俺の横がら畠山さんだ。千葉さんがその隣から言う。
「お安い御用だべ(でしょ)。自分家の畑、竹藪で採れだものばがりだもの。俺がここさ居ねャ(居ない)時でも電話一本掛げでくれれば余程のこどが無ャ(無い)限り持って来んべ(来ましょう)」。
「俺も畠山さんも軽ぐ考えでいだがらな。何時もの誰がの部屋に適当な物ど酒コを持ってニ、三人集まる時ど違うもん(の)な」。
口にす(し)たお茶がちょっと熱がったけど美味す(し)い。畠山さんも千葉さんもお茶を口にす(し)た。
「この部屋の用意に、俺達の買った刺身を預がって一人一人の小分けにす(し)てくれるって旅館の大将が言ってだ。コロナコロナだがら俺達の岩手でまだ患者が出ていなくても山盛りは止めだ方が良え(良い)って。
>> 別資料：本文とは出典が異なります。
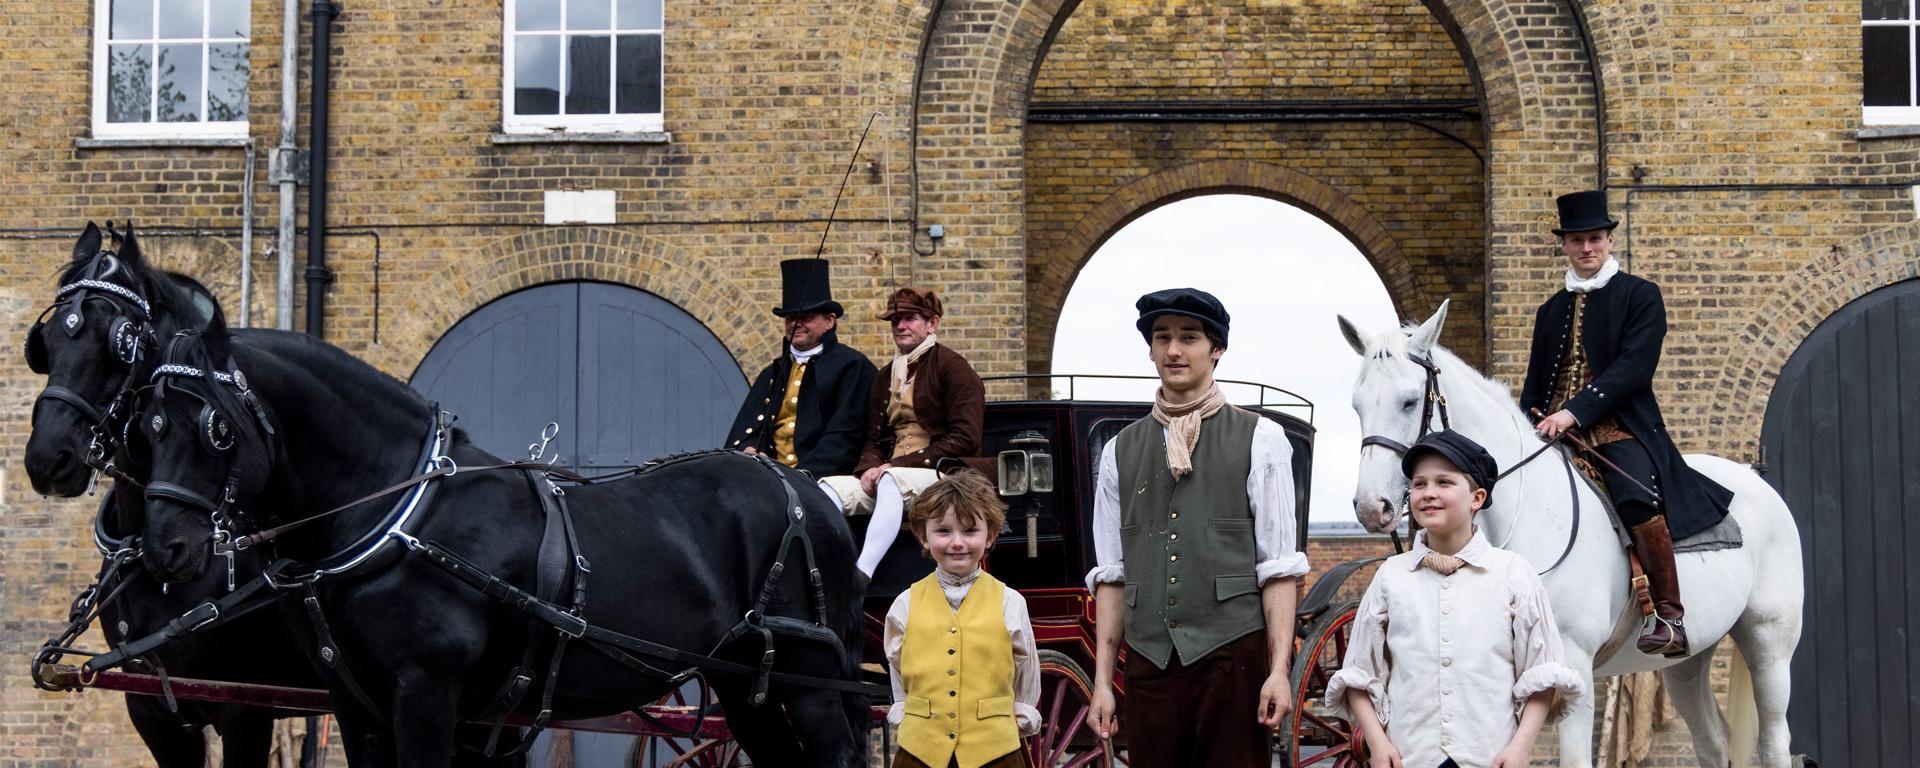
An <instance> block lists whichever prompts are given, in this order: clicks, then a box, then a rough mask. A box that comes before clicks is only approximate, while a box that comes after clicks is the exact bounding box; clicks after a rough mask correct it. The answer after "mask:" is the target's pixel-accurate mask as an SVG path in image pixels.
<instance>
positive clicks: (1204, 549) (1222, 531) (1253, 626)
mask: <svg viewBox="0 0 1920 768" xmlns="http://www.w3.org/2000/svg"><path fill="white" fill-rule="evenodd" d="M1135 309H1139V313H1140V317H1139V321H1137V323H1135V326H1137V328H1139V330H1140V336H1144V338H1146V344H1148V357H1150V359H1152V361H1154V369H1156V372H1158V374H1160V392H1156V394H1154V411H1152V415H1148V417H1146V419H1140V420H1137V422H1133V424H1129V426H1127V428H1123V430H1121V432H1119V434H1117V436H1116V438H1114V440H1110V442H1108V444H1106V447H1104V449H1102V451H1100V470H1098V474H1096V478H1094V511H1092V540H1094V561H1096V566H1094V568H1092V572H1089V574H1087V588H1089V589H1091V591H1092V593H1094V611H1096V620H1094V628H1096V645H1094V684H1092V728H1094V732H1098V733H1100V735H1102V737H1108V735H1112V733H1114V732H1116V730H1121V732H1125V739H1127V751H1129V755H1131V762H1133V764H1137V766H1212V768H1265V766H1267V764H1269V760H1271V755H1269V753H1271V745H1273V741H1271V730H1273V728H1279V726H1281V720H1283V718H1284V716H1286V712H1288V710H1290V708H1292V707H1290V705H1292V691H1290V685H1288V680H1286V672H1288V666H1290V664H1288V657H1290V655H1292V647H1294V601H1296V593H1294V589H1296V586H1298V578H1300V574H1306V572H1308V557H1306V555H1304V553H1300V549H1298V538H1296V534H1298V532H1296V522H1294V474H1292V445H1290V444H1288V442H1286V432H1284V430H1281V426H1279V424H1275V422H1273V420H1269V419H1261V417H1260V415H1254V413H1250V411H1242V409H1236V407H1233V405H1227V399H1225V397H1223V396H1221V392H1219V386H1215V384H1213V367H1215V365H1217V363H1219V357H1221V353H1225V351H1227V328H1229V315H1227V307H1223V305H1221V303H1219V300H1215V298H1213V296H1212V294H1206V292H1202V290H1192V288H1173V290H1160V292H1154V294H1146V296H1142V298H1140V300H1139V301H1137V303H1135ZM1121 643H1125V645H1127V666H1125V672H1127V710H1125V712H1123V714H1125V716H1123V718H1119V720H1121V722H1119V724H1117V728H1116V718H1114V668H1116V666H1117V657H1119V645H1121Z"/></svg>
時間が来たら各自のお盆に小皿でマグロとスルメイカを用意すっ(る)からって大将の気配りだ。煮す(し)めの分も一人一人の皿を用意するって言ってだ」。
旅館の主人をさす畠山さんの言い方が何時もの旦那がら大将に変わっていだ。感謝の気持づ(ち)が言葉に表れでいだ。俺はあんこ餅と雑煮のお椀、酢の物の小鉢、茶わん蒸す(し)、刺身の盛られた皿にアユの塩焼きの乗る皿、煮す(し)めの皿と野菜サラダの小皿が有るお膳を想像す(し)た。まずまず(まあまあ)様になっているなど一人頷いで言葉にす(し)ながった。変わりに、自分達が用意す(し)た料理があって酒コがあって、楽す(し)い夜になっぺ(なるでしょう)ど言った。
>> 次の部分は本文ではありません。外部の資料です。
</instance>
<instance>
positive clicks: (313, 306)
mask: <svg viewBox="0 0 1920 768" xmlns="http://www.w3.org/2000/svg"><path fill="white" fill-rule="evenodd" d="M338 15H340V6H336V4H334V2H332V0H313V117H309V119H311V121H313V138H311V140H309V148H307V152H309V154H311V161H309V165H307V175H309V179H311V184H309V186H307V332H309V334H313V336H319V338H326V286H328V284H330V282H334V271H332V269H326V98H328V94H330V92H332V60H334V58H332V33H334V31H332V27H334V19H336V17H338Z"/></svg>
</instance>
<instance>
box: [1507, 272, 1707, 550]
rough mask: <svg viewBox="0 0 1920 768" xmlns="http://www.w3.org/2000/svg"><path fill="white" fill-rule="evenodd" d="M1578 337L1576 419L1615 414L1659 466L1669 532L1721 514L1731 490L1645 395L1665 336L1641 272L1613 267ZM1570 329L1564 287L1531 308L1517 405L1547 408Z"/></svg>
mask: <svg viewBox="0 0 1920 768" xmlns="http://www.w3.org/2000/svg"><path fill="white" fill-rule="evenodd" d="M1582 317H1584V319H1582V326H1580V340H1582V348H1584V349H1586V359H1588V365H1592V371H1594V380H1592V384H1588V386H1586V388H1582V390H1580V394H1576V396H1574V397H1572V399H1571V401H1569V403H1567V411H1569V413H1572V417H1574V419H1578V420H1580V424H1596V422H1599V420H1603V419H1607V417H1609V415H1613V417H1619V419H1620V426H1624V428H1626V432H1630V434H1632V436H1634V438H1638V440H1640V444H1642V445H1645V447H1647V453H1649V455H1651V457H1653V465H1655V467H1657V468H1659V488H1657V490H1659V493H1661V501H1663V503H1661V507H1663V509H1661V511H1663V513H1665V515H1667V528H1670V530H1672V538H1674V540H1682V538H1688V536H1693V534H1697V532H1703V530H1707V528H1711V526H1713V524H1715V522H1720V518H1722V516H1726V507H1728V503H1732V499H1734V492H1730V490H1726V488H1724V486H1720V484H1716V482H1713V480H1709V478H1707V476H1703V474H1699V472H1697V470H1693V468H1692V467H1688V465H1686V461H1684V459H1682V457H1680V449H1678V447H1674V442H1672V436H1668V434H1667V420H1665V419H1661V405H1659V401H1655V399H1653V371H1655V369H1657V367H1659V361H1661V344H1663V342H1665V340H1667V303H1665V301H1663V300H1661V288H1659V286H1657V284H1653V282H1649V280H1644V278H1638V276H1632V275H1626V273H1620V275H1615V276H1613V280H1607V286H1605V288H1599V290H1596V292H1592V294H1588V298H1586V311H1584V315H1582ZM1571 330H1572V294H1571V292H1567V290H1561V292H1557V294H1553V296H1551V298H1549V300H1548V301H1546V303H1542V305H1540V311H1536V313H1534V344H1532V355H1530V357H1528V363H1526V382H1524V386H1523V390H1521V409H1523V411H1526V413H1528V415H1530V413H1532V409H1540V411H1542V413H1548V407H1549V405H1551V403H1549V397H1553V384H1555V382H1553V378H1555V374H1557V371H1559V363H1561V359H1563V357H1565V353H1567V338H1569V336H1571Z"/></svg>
「この歳でこうす(し)て自分達の食べる物を自分達で用意するなんて、話すコ出来る機会を作れるなんて幸せなごどですよ。たまに家族揃って庭でバーべキューをするごどあっ(る)けど皆息子と嫁、孫の準備す(し)たものに俺も主人もただご相伴(ご馳走)になるだげ、俺も久す(し)ぶりに餅コの準備が出来で楽す(し)がった」。
「及川さん所(の所)は去年の今頃だったべ(でしょう)、息子さんに嫁ご取ったのは?。貴方が良え(良い)がら嫁姑の問題はなかんべ(ないでしょう)?」。
聞いだ俺は簡単な返事(返答)があるものど思っていだ。